Insgesamt finde ich es eine gute Ausgangsbasis für diese Demokratiekonferenz. Wir dürfen gespannt sein, ob sich hieraus etwas entwickeln wird, was uns weiterbringen kann.

  1. Februar 21, 2013 um 8:39 pm

    Es kommt langsam wieder alles in Erinnerung, was wirklich zivilisiert bedeutet:

  2. Februar 22, 2013 um 12:48 am

    Achtung der Veranstaltungsort der Frühlingskonferenz hat sich geändert!

    Die Veranstaltung findet statt im

    Gästehaus Leestahl
    Leestahl 3, 21368 Dahlenburg

  3. federleichtes
    Februar 22, 2013 um 1:07 am

    „Wie wir wirklich leben wollen“
    betrifft wohl vom „Wir“ her eher die Zielgruppe der 99 Prozent.
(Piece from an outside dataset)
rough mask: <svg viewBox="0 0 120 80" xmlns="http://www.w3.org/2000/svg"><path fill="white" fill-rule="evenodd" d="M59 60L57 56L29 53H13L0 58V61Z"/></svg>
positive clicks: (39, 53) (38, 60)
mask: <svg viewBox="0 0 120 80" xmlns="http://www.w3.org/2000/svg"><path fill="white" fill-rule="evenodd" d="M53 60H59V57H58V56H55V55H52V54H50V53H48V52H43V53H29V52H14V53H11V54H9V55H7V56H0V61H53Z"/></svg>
Wenn ich Herrn Extra-Wagandt folge, ist die Welt mit Diesen und Jenen (Verschiedenheiten) doch völlig in Ordnung. Aber ne, da sind die Demokraten, die wählen und meckern. Da ist eine Konsens-Gesellschaft, deren Konsens darin besteht, mit so wenig Leistung als möglich so viel als möglich abzugreifen. Klar, das Effizien-Gesetz bedenkt nicht alle gleichmässig wohlwollend, da meckert man halt ein bisschen.

    Ich fühle mich die Tage zunehmend dämlicher. Und ich hoffe, die Entwicklung hält noch eine Weile an. Nun sprach ich hier großmundig über Bewusstsein und Trauma, und es war doch klar, wie das enden würde. Nun sprach ich einiges, aber einiges auch noch nicht. Insbesondere über einen Effekt, der dem Trauma zumindest ähnlich ist: Die Verdrängung. Schauen wir auf Einsteins Worte:
    „Zwei Dinge sind unendlich, das Universum und die menschliche Dummheit, aber bei dem Universum bin ich mir noch nicht ganz sicher.“

    Die menschliche Dummheit ist unendlich! Da sagt der Normalbürger: „Ja, unser Albert, das war ein kluges Kerlchen“.
    Versteht ihr, der Mensch IST nur lebensfähig, weil er seine wesentlichste Eigenschaft verdrängen kann. Und weil er IMMER jemanden findet, der in seinem Sinne sehr dämmlich ist.

    Also, Freunde, dafür brauche ich keinen anderen Menschen, ich gehe diesen Prozess ganz mit mir alleine hin zur Volldämlichkeit. Mit der muss man nämlich per Du sein bei dem Versuch, Menschen zu helfen, die sich für besonders klug halten.

    Allen einen gelassenen Tag.

    Wolfgang

  4. Gerd Zimmermann
    Februar 22, 2013 um 1:43 pm

    „Wenn ich Herrn Extra-Wagandt folge,“

    Wolfgang folge mal “ Por una cabeza-quartetet extravaganzen“

    oder der Popguppe Karusell: Das einzige Leben.